The Governor of Helmand Gulab Mangal says women comprise of 30 percent of the 70,000 drug addicts in the southern Afghan province, the website for the British state broadcaster BBC reported in its Farsi edition. The percentage amounts to 13,000-14,000 women, he added.

Helmand is currently the source of 57 percent of the opium output in Afghanistan, which produces 90 percent of the world's opium, the Reuters reported in early September. Despite a 33-percent reduction in poppy seed production compared to last year, still 69,833 hectares of poppy fields remain under cultivation in the province.

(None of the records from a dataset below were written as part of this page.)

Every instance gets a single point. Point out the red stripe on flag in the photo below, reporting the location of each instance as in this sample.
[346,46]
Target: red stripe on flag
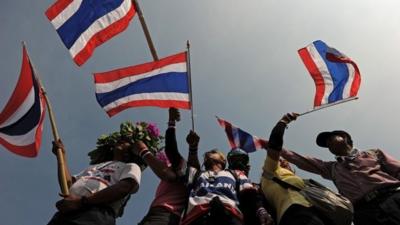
[57,8]
[315,74]
[103,36]
[22,89]
[156,103]
[138,69]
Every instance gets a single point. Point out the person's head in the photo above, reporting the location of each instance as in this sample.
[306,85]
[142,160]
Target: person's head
[238,159]
[214,159]
[285,164]
[338,142]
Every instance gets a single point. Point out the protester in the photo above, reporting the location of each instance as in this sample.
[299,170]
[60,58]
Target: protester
[290,206]
[370,179]
[252,203]
[99,193]
[169,166]
[213,195]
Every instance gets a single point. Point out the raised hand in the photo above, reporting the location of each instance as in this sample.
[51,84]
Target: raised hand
[193,139]
[174,115]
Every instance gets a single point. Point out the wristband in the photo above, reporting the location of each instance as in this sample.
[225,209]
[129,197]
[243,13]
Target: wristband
[84,201]
[143,153]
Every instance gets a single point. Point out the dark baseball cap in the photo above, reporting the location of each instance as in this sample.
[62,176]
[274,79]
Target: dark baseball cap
[324,136]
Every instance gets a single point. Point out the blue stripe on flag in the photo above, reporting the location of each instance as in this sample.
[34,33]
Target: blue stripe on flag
[88,12]
[27,122]
[167,82]
[246,141]
[338,71]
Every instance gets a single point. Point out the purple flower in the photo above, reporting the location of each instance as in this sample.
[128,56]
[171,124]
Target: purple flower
[153,130]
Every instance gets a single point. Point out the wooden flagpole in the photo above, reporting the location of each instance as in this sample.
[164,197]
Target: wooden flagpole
[329,105]
[189,70]
[60,157]
[145,30]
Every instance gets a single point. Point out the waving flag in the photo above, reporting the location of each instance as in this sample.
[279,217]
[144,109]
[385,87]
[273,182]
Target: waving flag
[241,139]
[335,75]
[22,118]
[163,83]
[85,24]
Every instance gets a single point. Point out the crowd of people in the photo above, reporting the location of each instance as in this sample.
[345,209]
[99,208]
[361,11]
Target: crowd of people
[218,190]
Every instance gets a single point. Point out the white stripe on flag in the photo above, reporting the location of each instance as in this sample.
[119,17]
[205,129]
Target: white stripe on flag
[21,140]
[22,109]
[347,87]
[70,10]
[322,67]
[98,25]
[110,86]
[171,96]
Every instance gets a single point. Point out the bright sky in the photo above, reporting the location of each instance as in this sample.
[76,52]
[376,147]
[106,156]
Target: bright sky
[245,69]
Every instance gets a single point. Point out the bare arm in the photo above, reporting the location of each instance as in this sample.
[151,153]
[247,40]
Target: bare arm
[70,180]
[193,140]
[171,146]
[157,166]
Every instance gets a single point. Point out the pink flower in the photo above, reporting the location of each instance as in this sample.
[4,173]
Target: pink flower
[153,130]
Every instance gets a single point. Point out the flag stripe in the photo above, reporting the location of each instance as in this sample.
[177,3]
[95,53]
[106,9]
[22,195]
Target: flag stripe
[66,13]
[170,82]
[19,94]
[315,74]
[28,121]
[99,38]
[156,103]
[57,8]
[88,12]
[124,80]
[163,64]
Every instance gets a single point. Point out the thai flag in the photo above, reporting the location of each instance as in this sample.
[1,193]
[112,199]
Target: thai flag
[163,83]
[241,139]
[22,118]
[335,75]
[85,24]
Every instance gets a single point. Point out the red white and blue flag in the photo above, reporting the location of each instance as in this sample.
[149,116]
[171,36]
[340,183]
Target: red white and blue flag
[163,83]
[22,118]
[336,76]
[239,138]
[85,24]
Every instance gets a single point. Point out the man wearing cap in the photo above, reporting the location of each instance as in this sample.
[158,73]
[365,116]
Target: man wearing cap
[370,179]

Opium addiction among rural women has been exacerbated by a lack of access to health services either due to cultural restrictions or dearth of health centres, say health workers. “Women use opium not for fun or luxury but as the only available painkiller to them,” said Mahbooba Ebadi, an obstetrician in Balkh. It is unclear how many Afghan women use opium, but a 2005 addiction survey by the UN Office on Drugs and Crime (UNODC) put the number of adult female drug users in the country at 120,000. At least 900,000 Afghans were estimated to be drug addicts out of a population of 25 million in 2005.
IRIN, Jul. 16, 2009

The news agency said that the amount of opium Afghanistan produces every year far exceeds world demand for illicit opiates derived from the drug, around 5,000 tons. High levels of production over the past few years have caused prices of opium to fall dramatically.

The Afghan official quoted a number of the female addicts as saying that they had developed the habit mainly due to their constant involvement in the cultivation and production of the drug.

One of the women said they had been assigned to collect opium and poppy seeds leading many to become addicted by starting to consume the skins and leaves from the poppies.

Another said her husband, who used to sell and use heroine, got her addicted to the powder as well.

One female, who used to help poppy production in the province's Babaji area, said that many developed the addiction by sucking the poison out of the wounds they received when slitting the opium poppies to extract the juice.

An Afghan parliamentarian representing Helmand, Nasimeh Niazi, has underlined the need for adequate rehabilitation facilities for the addicts.

She said social predicaments, domestic violence, unemployment and the war were some of the main factors contributing to the addiction among women. Niazi insisted that while trying to save the public from the plight, one should attempt to remove the social obstacles.

Incumbent Afghan president, Hamid Karzai has invariably displayed much interest in the Western pursuits in the country.

The United States continues to command some 110,000 American and foreign soldiers there. The troops have so far failed to arrest or eliminate any key militant leader, while many thousands of Afghan civilians have been killed or maimed during clashes and miscalculated attacks by the foreign forces on alleged militant targets.